Question

During the exponential growth, it took 6 hours for the population of bacterial cells to increase from \(2.5 \times 10^6\) to \(5 \times 10^{8}\). The generation time of the bacterium, rounded off to the nearest integer, is _______ minutes.

Hint:

Always compute the number of generations first using $\log(N_t/N_0)/\log 2$, then divide total time by this to get the generation time.

Answer 1

Step 1: Formula.
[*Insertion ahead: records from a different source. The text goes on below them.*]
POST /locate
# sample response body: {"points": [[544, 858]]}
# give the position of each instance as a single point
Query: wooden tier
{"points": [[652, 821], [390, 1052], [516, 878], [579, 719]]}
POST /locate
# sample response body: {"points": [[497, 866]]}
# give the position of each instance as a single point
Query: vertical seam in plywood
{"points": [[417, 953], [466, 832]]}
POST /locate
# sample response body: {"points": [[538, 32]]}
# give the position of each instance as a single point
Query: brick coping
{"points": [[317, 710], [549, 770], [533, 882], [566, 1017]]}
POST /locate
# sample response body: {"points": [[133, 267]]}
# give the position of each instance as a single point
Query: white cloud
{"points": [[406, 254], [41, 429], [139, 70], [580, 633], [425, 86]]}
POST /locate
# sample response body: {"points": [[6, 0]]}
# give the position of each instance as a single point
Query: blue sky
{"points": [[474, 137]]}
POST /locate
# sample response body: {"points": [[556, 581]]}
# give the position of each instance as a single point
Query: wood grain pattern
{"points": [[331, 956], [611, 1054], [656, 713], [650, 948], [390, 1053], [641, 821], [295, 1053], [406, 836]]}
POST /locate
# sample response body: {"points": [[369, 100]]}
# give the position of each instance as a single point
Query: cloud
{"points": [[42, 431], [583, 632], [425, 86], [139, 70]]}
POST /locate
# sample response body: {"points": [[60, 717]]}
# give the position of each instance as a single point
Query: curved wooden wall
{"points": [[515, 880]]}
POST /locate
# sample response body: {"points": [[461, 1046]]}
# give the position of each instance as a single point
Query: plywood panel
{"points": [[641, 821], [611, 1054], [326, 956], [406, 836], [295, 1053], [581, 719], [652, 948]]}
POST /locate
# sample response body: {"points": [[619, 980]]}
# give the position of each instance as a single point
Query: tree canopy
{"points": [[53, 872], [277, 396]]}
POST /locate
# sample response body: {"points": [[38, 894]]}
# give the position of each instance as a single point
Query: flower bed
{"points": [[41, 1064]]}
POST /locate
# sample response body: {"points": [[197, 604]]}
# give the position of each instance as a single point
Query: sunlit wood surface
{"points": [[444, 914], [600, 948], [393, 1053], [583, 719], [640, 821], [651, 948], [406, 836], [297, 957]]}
Generation time $g = \dfrac{t}{n}$, where $n$ = number of generations.
Step 2: Calculate $n$. \[ n = \frac{\log(N_t) - \log(N_0)}{\log 2} \] \[ = \frac{\log(5 \times 10^8) - \log(2.5 \times 10^6)}{\log 2}. \] \[ = \frac{\log\left(\frac{5 \times 10^8}{2.5 \times 10^6}\right)}{\log 2} = \frac{\log(200)}{\log 2}. \] \[ \log(200) \approx 2.3010, \log 2 \approx 0.3010. \] \[ n \approx \frac{2.3010}{0.3010} \approx 7.64. \] Step 3: Calculate generation time. Total time = 6 h = 360 min.
\[ g = \frac{360}{7.64} \approx 47.1 \text{ min}. \] Rounded to nearest integer = 47 min.